Supplier Code of Conduct

Suppliers must comply with all applicable laws and regulations in the jurisdictions where they operate, as a minimum baseline. Where this Code sets a higher standard than local law, this Code prevails.

• No forced, bonded, indentured, prison or child labour. Workers must be free to leave their employment with reasonable notice.
• Workers must not be required to lodge identity documents or pay recruitment fees as a condition of employment.
• Working hours, wages and benefits must meet or exceed the applicable legal minimum and the ILO core conventions.
• Freedom of association and the right to collective bargaining are respected.
• Zero tolerance for discrimination on the basis of race, colour, sex, religion, age, disability, sexual orientation, gender identity, nationality or political opinion.
• Zero tolerance for physical, verbal, sexual or psychological harassment.

Suppliers must provide a safe and healthy workplace, monitor and reduce environmental impact (energy, water, waste, emissions, hazardous substances) and hold all required environmental permits. Tier-1 hardware suppliers must report Scope 1 and 2 emissions on request.

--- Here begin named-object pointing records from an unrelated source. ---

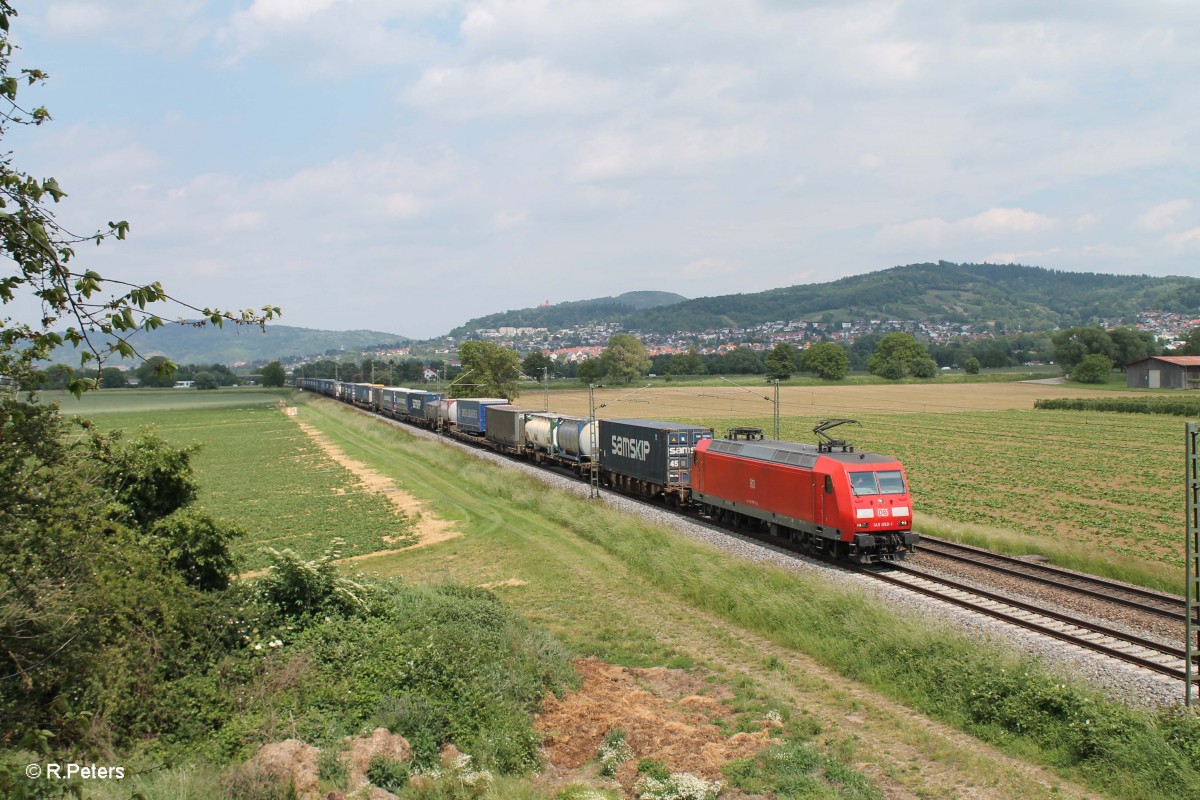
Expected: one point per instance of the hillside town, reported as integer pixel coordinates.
(574, 344)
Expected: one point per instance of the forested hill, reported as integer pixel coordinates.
(1025, 298)
(571, 314)
(233, 343)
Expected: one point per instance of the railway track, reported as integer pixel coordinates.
(1116, 644)
(1141, 600)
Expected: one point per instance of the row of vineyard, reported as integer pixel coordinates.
(1173, 405)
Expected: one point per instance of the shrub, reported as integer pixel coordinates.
(298, 588)
(388, 774)
(923, 368)
(1092, 370)
(197, 546)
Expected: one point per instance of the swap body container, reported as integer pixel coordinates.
(418, 400)
(507, 426)
(649, 450)
(472, 414)
(391, 400)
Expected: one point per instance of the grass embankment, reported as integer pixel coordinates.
(627, 590)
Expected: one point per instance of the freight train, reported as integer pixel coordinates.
(827, 498)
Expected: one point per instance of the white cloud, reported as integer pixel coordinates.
(1164, 215)
(990, 224)
(708, 268)
(150, 25)
(513, 89)
(667, 146)
(1183, 241)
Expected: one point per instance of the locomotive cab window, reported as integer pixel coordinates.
(863, 483)
(885, 482)
(891, 482)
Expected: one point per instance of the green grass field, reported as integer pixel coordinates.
(607, 584)
(256, 467)
(612, 585)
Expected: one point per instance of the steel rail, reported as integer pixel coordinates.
(1066, 636)
(1061, 579)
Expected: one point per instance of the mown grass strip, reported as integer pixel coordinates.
(1000, 697)
(256, 467)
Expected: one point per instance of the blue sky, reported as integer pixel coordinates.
(405, 166)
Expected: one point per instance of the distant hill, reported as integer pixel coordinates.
(233, 343)
(1014, 296)
(571, 314)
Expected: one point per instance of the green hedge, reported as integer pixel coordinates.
(1176, 405)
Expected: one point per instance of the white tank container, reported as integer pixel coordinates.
(540, 431)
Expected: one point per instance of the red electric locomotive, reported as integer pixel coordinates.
(846, 504)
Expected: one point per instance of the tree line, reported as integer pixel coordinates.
(154, 373)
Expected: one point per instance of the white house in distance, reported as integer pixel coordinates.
(1164, 372)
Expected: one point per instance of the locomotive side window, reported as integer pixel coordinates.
(891, 482)
(863, 483)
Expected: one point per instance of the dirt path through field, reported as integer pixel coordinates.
(427, 528)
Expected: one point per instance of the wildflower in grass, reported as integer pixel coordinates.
(681, 786)
(613, 752)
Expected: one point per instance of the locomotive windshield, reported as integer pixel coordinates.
(883, 482)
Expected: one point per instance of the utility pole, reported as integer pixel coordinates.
(775, 413)
(777, 408)
(1192, 561)
(594, 491)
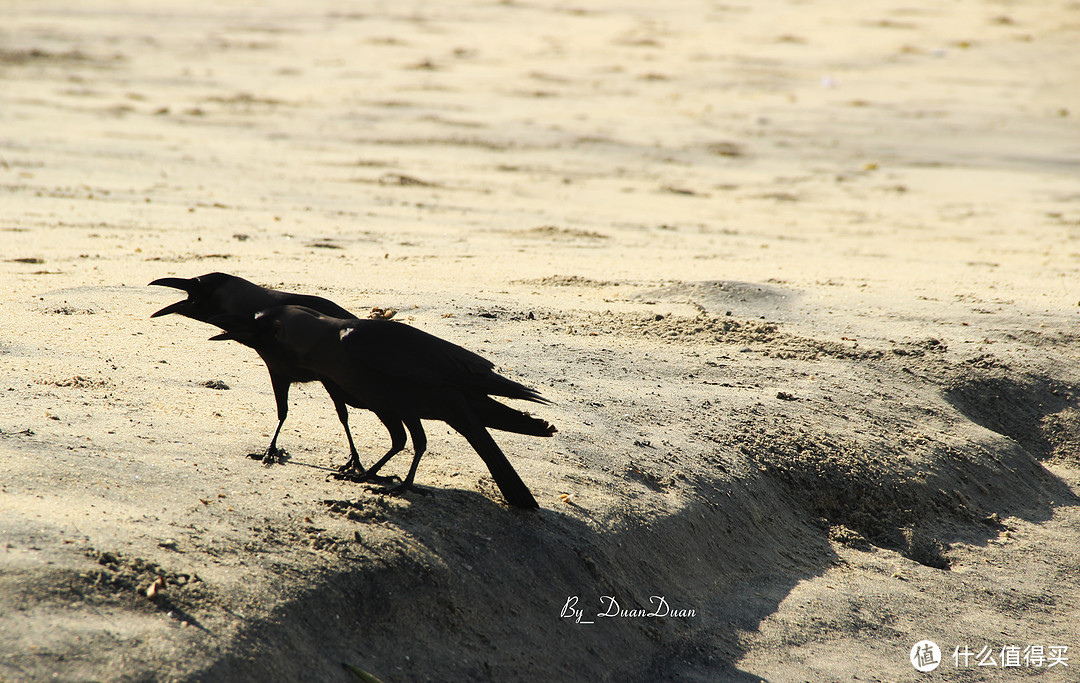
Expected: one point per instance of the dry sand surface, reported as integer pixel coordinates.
(800, 277)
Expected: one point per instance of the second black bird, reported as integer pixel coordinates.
(217, 293)
(403, 375)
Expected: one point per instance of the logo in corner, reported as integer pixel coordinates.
(926, 656)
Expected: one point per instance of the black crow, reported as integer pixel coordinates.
(217, 294)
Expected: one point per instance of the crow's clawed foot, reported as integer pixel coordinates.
(350, 472)
(401, 490)
(358, 474)
(270, 456)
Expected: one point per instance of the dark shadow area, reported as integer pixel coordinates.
(478, 592)
(1014, 404)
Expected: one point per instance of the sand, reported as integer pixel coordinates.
(799, 277)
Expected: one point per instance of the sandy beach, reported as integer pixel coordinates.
(799, 278)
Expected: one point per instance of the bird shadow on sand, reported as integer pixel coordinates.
(469, 589)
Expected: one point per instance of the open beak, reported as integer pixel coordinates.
(177, 283)
(235, 327)
(178, 307)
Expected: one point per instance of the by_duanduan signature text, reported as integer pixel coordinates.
(609, 607)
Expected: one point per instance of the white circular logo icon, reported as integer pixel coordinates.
(926, 656)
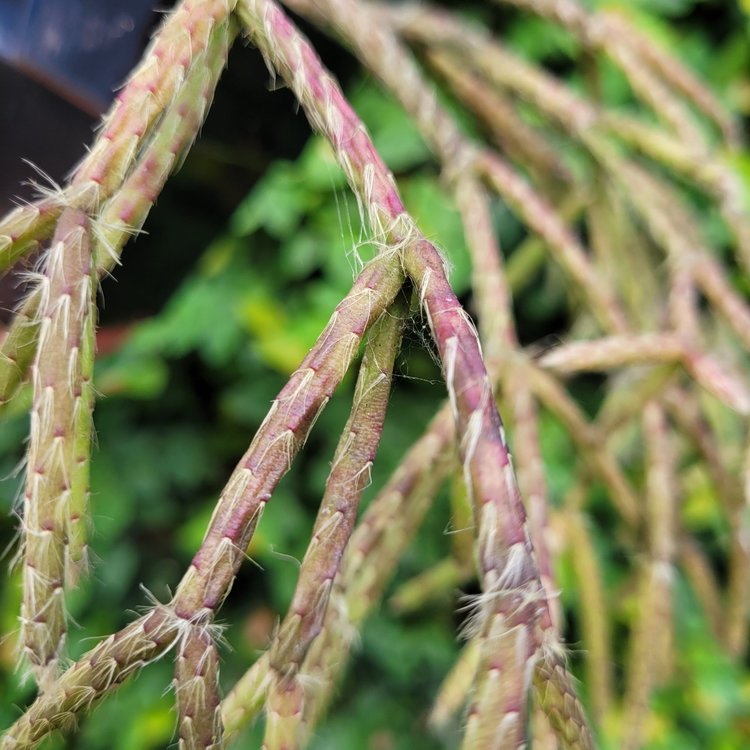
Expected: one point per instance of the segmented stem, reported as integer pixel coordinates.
(196, 684)
(350, 474)
(57, 476)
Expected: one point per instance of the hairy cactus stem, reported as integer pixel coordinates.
(456, 686)
(177, 48)
(246, 699)
(25, 227)
(652, 634)
(512, 135)
(595, 623)
(383, 534)
(377, 544)
(96, 674)
(595, 31)
(57, 475)
(385, 56)
(349, 476)
(196, 684)
(281, 436)
(511, 581)
(672, 227)
(124, 213)
(590, 442)
(675, 75)
(685, 409)
(580, 118)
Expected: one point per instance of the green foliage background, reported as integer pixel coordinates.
(247, 253)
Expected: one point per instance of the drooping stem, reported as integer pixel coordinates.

• Zero tolerance for bribery, kickbacks, facilitation payments and corruption in any form.
• Gifts and hospitality must be modest, transparent and never given to influence a decision. A €75 / £75 ceiling applies to gifts to DFA Machine staff.
• Conflicts of interest must be disclosed promptly.
• Suppliers must comply with applicable trade-control and sanctions regimes (UK, EU, US OFAC, UN).

Suppliers handling DFA Machine or customer data must operate an information-security programme aligned with ISO/IEC 27001, NIST CSF or SOC 2; encrypt data in transit (TLS 1.2+) and at rest (AES-256); restrict access on a least-privilege basis; and notify us of any actual or suspected security incident affecting our data within 24 hours. Personal data must be processed under a written Article 28 DPA.

Suppliers must comply with UK GDPR, EU GDPR and equivalent privacy laws. Personal data must only be processed on documented instructions, kept no longer than necessary and transferred internationally only under an approved mechanism (UK IDTA, EU SCCs, adequacy decision).

Suppliers must flow down the substance of this Code to their own suppliers and subcontractors where the work performed touches DFA Machine or its customers.

Any supplier, employee of a supplier or third party may report a concern about a breach of this Code via our anonymous Speak-Up channel or by email to contact@dfamachine.com. We do not tolerate retaliation against anyone who raises a concern in good faith.

We reserve the right to verify compliance with this Code through self-assessment questionnaires, document review and, for higher-risk suppliers, on-site audits with reasonable notice. Material breaches must be remediated within an agreed timeline; persistent or egregious breaches will result in termination of the business relationship.

Acceptance of a DFA Machine purchase order, master service agreement or framework contract is deemed acceptance of this Supplier Code of Conduct as in force on the date of acceptance.